Théâtre français de Toronto
- Interactive map of Théâtre français de Toronto
- Address: 21 College Street Toronto, Ontario Canada

Construction
- Opened: 1967

Website
- https://www.theatrefrancais.com

= Théâtre français de Toronto =

Théâtre français de Toronto (TfT) is a French-language theatre company presenting classical repertoire, contemporary works, and original creations in Ontario, Canada, since 1967. It is the oldest continuously operating professional francophone theatre company in Toronto. The company has been a registered charity with the Canadian Revenue Agency since 1979.

Traditionally associated with the Berkeley Street Theatre, the company now presents productions at several venues across Toronto.

== History ==

The company was founded in 1967 under the name Théâtre du P’tit Bonheur, the title of its first production. In 1970, the Toronto-based francophone company appointed its first artistic director, John Van Burek, and began a significant collaboration with Québécois playwright Michel Tremblay.

In 1987, the company was renamed Théâtre français de Toronto. In 1992, Diana Leblanc became the company's artistic director. In 1997, Guy Mignault took over the role; his production of the musical C’était un p’tit Bonheur won a Dora Award in 1998.

In 2004, the company began participating in the educational writing program Les Zurbains, an initiative of Théâtre Le Clou from Montréal. In 2005, the company introduced English surtitles to make its productions accessible to a broader audience.

The company's 2006 production of Molière’s L’Avare received the Masque Award for Best Franco-Canadian Production. The company celebrated its 40th anniversary in 2007 under the patronage of Governor General Michaëlle Jean. In 2008, it established the Centre for Creation, a dedicated artistic development and rehearsal space.

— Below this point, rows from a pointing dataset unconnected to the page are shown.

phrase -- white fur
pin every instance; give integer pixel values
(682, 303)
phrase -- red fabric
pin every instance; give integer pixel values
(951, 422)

In 2009–2010, TfT began a major collaboration with Ottawa’s Théâtre La Catapulte. This partnership resulted in several award-winning productions, including Les Médecins de Molière (2010), which won four Prix Rideau Awards including Best Production of the Year, and Zone by Marcel Dubé (2012), which won three Prix Rideau Awards including Best Production of the Year.

In 2011, the company launched Les Zinspirés, an educational and artistic initiative inspired by Les Zurbains. The project invites students from French-language schools to write original texts that are later adapted into professional theatrical productions. Several editions of Les Zinspirés have been nominated for Dora Mavor Moore Awards.

In 2016, Joël Beddows became artistic director.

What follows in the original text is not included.